What is love?
As the Haddaway lyrics sneak into our brains – baby don’t hurt me, don’t hurt me no more – (apologies; that song will remain stuck in your head for the rest of the day) we forget about the importance of the question asked: what is love? Love governs many aspects of our lives, yet still people question what it actually is. The reason for the ongoing debate? Love is different to every individual. Love is not a thing, it’s not an object. Love is so much deeper than that and runs involuntarily in all of us. Love is powerful.
There’s something about love being so powerful yet uncontrollable that makes people so inquisitive about the subject. How can something we have no control over cause such a change in our emotions? How can it effect how we feel, how we act and the decisions that we make? How can it be so confusing yet so simple and pure at the same time?
Love is hard to put in to words. Throughout history and literature, love is described in a multitude of ways:
“Being deeply loved by someone gives you strength, while loving someone deeply gives you courage.”— Lao-Tzu
“It’s a very dangerous state. You are inclined to recklessness and kind of tune out the rest of your life and everything that’s been important to you. It’s actually not all that pleasurable. I don’t know who the hell wants to get in a situation where you can’t bear an hour without somebody’s company.”— Colin Firth
“The heart wants what it wants. There’s no logic to these things. You meet someone and you fall in love and that’s that.”— Woody Allen
So love is danger? Love is reckless and unpleasurable? Love is a vulnerability? Love is illogical? Love is courageous?

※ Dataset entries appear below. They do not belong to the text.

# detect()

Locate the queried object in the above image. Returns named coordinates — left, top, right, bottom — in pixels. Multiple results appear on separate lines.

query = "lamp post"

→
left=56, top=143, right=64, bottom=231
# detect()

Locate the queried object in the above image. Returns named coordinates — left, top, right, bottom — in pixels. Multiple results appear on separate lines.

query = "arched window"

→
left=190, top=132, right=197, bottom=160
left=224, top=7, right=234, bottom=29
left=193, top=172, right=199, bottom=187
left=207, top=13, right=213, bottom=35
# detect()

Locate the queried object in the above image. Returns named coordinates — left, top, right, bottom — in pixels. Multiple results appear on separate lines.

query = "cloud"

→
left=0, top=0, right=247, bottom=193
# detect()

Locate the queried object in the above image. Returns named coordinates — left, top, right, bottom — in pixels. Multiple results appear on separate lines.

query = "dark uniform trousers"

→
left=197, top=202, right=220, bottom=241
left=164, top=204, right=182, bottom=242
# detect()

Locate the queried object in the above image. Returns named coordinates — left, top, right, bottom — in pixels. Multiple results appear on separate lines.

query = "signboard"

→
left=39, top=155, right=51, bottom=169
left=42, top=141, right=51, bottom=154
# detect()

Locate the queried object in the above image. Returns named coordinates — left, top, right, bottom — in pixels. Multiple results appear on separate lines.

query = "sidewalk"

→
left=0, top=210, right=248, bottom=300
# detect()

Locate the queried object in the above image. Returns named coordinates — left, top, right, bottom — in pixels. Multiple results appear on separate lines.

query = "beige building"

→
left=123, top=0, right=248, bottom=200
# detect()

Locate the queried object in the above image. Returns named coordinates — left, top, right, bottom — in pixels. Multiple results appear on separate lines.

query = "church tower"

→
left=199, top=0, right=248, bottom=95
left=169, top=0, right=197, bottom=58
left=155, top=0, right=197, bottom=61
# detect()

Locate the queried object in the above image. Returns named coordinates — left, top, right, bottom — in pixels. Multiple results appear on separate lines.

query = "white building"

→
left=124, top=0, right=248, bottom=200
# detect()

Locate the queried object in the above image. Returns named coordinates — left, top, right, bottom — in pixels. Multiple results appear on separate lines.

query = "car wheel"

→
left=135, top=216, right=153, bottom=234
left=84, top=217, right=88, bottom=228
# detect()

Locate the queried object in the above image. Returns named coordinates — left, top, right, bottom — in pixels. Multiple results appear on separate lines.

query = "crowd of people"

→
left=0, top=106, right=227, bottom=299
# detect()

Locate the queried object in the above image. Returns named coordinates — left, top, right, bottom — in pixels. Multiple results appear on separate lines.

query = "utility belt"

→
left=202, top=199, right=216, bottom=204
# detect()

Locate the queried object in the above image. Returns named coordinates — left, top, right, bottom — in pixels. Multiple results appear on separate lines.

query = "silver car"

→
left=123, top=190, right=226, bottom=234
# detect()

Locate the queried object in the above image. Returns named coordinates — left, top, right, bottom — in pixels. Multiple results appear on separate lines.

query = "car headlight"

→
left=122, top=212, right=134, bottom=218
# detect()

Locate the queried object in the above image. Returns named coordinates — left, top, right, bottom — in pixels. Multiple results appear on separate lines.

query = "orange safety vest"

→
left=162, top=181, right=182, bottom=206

Love is strength?
Perhaps love is all these things.
The science of love
From a factual, scientific approach, love can be defined simply as chemistry. Scientists have compartmentalised love into three linear stages: lust, attraction and attachment. True love is the attachment phase.
Though a simple definition, the details of the chemistry inside us are anything but straight forward. Different concoctions of hormones and neurotransmitters race around your body in different concentrations at different times. And the end result? Somehow through all this chemical madness we end up falling in love. It really is beyond our control; you can’t help the heart (scientifically, ‘you can’t help the hormones’ may be more apt).
But something must set off this chain of hormone release and intense feelings. And we must be in the environment to thrive and for these complex emotions to develop in to love. But how?
The psychology of love
Here’s where the psychology side of love falls in to play. Somewhere deep in your brain, tucked away in a subconscious level, you are analysing every single person you meet. Do they have potential? This is everything from the way they smell, to how tall they are to how similar your personalities. Psychologists have even discovered that when experiencing physical warmth you’re more likely to perceive someone as warming, generous and caring; you have primed your mind to think they emit interpersonal warmth (this is actually a really cool study; you can check it out here). What does this mean to us? Not much (except maybe goodbye to ice cream dates, hello coffee!). All this really proves is that our brain is working and analysing on a much deeper level than we can ever imagine.
But once your ever-analysing brain finds a match, if given the time and opportunity to evolve, the chemical journey to love sets sale. The issue is, all of this is going on behind the scenes; we are completely unaware. Yes you may find someone attractive, you may like someone, but suddenly – WHAM – love comes screaming into your consciousness unrequested and unexpected. And people panic.
The realisation of love
The realisation of love is where things gets confusing. Love itself if simple and pure; it’s natural and happens to us all. It comes when it’s meant to and goes when it’s not.
But people, as with most things, have taken this purity and prodded and poked and questioned it. We can’t catch love and we can’t control love; it’s free and raw. But if there’s one thing we all like the believe we have, it’s control. Control over our lives, our thoughts, our behaviour. Love strips us of this. We don’t control love: it dominates us.
This is the scary part of love, the part people associate with pain and vulnerability and courage. To love fully is courageous; you have handed control over to love. This in turn leaves you vulnerable and open to pain. It’s such a turmoil of emotions because whilst love itself makes us feel weightless and happy and lifted, the acknowledgement of its presence makes us nervous. And people respond to this differently. Some fear love and the power it possesses and can’t believe they have lent themselves to love; some embrace love and the liberation it provides, thankful that they have a force so powerful in their lives; some cautiously approach love, somewhat reluctant and confused, but excited.
“Love is an untamed force. When we try to control it, it destroys us. When we try to imprison it, it enslaves us. When we try to understand it, it leaves us feeling lost and confused.” ― Paulo Coelho
Love is a feeling people chase and something people desire; to feel wanted, appreciated and accepted with all our flaws. Yet when seized, love makes us nervous; it is dominating and it is reckless. It’s presence evokes all emotion and everything in between. Love is an untamed force, but its complexities are non-existent; the key word in this quote is “we”. Me, you, us.
To me, love is not confusing: people are.